Mak B, Lin HM, Kwan EM, Fettke H, Tran B, Davis ID, Mahon K, Stockler MR, Briscoe K, Marx G, Zhang A, Crumbaker M, Tan W, Huynh K, Meikle TG, Mellett NA, Hoy AJ, Du P, Yu J, Jia S, Joshua AM, Waugh DJ, Butler LM, Kohli M, Meikle PJ, Azad AA, Horvath LG. Combined impact of lipidomic and genetic aberrations on clinical outcomes in metastatic castration-resistant prostate cancer. BMC Med. 2022 Mar 25;20(1):112. doi: 10.1186/s12916-022-02298-0.
Contact: Lisa Butler

Both changes in circulating lipids represented by a validated poor prognostic 3-lipid signature (3LS) and somatic tumour genetic aberrations are individually associated with worse clinical outcomes in men with metastatic castration-resistant prostate cancer (mCRPC). A key question is how the lipid environment and the cancer genome are interrelated in order to exploit this therapeutically.

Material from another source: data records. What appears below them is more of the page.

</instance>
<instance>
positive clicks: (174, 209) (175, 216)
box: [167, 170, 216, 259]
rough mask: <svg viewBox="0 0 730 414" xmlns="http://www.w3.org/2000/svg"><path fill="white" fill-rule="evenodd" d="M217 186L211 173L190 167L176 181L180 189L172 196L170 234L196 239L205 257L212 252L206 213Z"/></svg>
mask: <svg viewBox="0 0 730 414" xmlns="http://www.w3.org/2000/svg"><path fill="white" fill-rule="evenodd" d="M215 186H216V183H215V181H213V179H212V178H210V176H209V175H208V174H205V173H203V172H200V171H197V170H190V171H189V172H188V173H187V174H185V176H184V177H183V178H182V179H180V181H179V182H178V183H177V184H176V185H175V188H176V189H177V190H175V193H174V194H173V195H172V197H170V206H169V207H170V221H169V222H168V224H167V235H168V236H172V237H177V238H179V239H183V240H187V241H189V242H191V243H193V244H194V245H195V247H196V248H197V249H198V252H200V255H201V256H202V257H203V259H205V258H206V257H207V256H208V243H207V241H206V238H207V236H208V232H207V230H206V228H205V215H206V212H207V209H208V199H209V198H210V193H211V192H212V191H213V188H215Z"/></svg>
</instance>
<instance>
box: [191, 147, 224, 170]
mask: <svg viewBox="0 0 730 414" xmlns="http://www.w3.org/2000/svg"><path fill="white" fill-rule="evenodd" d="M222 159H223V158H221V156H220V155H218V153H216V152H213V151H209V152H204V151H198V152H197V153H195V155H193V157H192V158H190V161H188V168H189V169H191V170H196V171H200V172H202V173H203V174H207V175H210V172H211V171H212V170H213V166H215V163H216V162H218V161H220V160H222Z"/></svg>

We assessed the association between the poor prognostic 3-lipid signature (3LS), somatic genetic aberrations and clinical outcomes in mCRPC.

It was conlcuded that elevated circulating sphingolipids were associated with AR, TP53, RB1, PI3K and AVPC aberrations in mCRPC, and the combination of lipid and genetic abnormalities conferred a worse prognosis.

These findings suggest that certain genotypes in mCRPC may benefit from metabolic therapies.